Medtronic hoped that the Infuse device would be approved for different types of surgeries, broadening its application in the lucrative field of spinal surgeries. Doctors who performed surgeries using the device reported adverse events, and Medtronic reviewed the records of 3,600 patients. Over 1,000 issues were reported, from minor problems to four patient deaths. Medtronic shut down the study without providing data about it to the FDA. Medical device manufacturers are required to report injuries that are possibly related to their products within 30 days of learning of them.
Executives told the Star Tribune that the data was not purposely hidden. They claim that the adverse events database was internally misfiled and discovered five years later, then reported to the FDA. Medtronic maintains that its procedures have been improved and that no patients were harmed by the failure to report.
Some concerns have been raised regarding the specific type of BMP used, rhBMP-2. Some critics believed that not enough was known about the safety of the compound, and pointed out that doctors might use it in a way that has not been adequately evaluated for safety. After Infuse was approved for fusion of bones in the lower spine in a procedure performed through the patient’s stomach, surgeons began using the product in different ways. Some fused bones in the neck, some fused more than two bones, and some approached the surgery from the back. The Star Tribune reported that between 2003 and 2007, at least 85 percent of the BMP surgeries performed in the U.S. were for uses not reviewed for safety and effectiveness.

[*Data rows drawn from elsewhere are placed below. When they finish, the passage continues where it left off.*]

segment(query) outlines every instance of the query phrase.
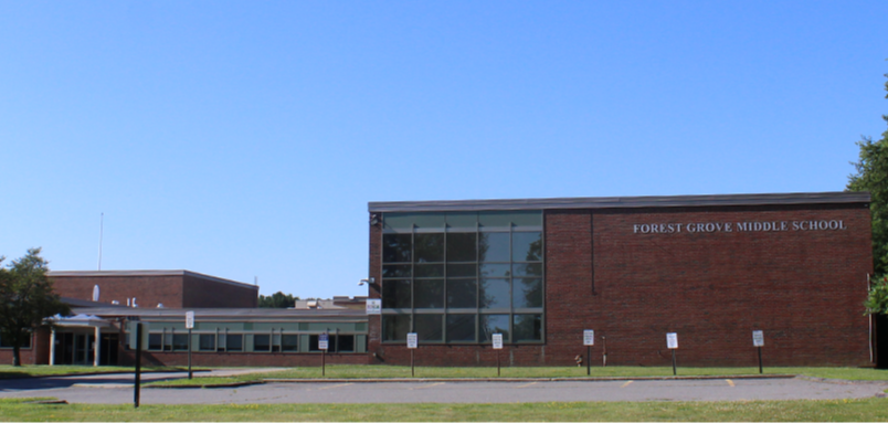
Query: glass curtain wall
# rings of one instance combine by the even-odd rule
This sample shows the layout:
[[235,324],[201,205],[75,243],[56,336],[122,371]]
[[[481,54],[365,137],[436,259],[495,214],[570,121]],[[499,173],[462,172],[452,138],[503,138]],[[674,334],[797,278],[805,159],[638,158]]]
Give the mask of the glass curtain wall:
[[424,343],[541,342],[541,211],[385,213],[382,336]]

Medtronic’s response, Senate attention
Medtronic responded to the Star Tribune’s article, vehemently maintaining that the article made false insinuations and left out important information. The company stated that the Star Tribune left out a large amount of the information in the “extensive account of what transpired.” Medtronic defended its actions, stating that the data was immediately assessed and reported when it was discovered five years later, and emphasized that patient safety is a priority.
The matter caught Senator Al Franken’s (D-Minn) eye, and he asked both Medtronic and FDA Commissioner Dr. Robert Califf to provide details information about the injuries that were allegedly covered up. He also requested an explanation about the correlation between injuries and approved versus unapproved uses, and asked if the rate of injury was consistent with other data. He also suggested that medical device surveillance should be strengthened to ensure patient safety.

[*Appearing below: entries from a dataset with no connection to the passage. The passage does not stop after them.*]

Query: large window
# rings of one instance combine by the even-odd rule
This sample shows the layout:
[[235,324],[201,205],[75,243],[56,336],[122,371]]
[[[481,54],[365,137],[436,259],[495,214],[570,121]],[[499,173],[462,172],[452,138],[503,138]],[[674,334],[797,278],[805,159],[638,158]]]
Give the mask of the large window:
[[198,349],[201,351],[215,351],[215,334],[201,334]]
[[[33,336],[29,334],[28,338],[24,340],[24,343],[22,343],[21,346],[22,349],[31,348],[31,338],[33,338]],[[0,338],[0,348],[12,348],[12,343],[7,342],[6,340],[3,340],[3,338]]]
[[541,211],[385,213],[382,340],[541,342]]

Issues with Infuse are nothing new to the world of medical device litigation. In 2014, the company settled 950 lawsuits for $22 million. Another suit was filed in June 2015, which specifically alleged that Medtronic marketed the product for use in types of surgeries that were not previously researched. Humana even filed a suit against Medtronic for federal racketeering, claiming that Medtronic reportedly conspired with physicians to promote off-label uses for the device.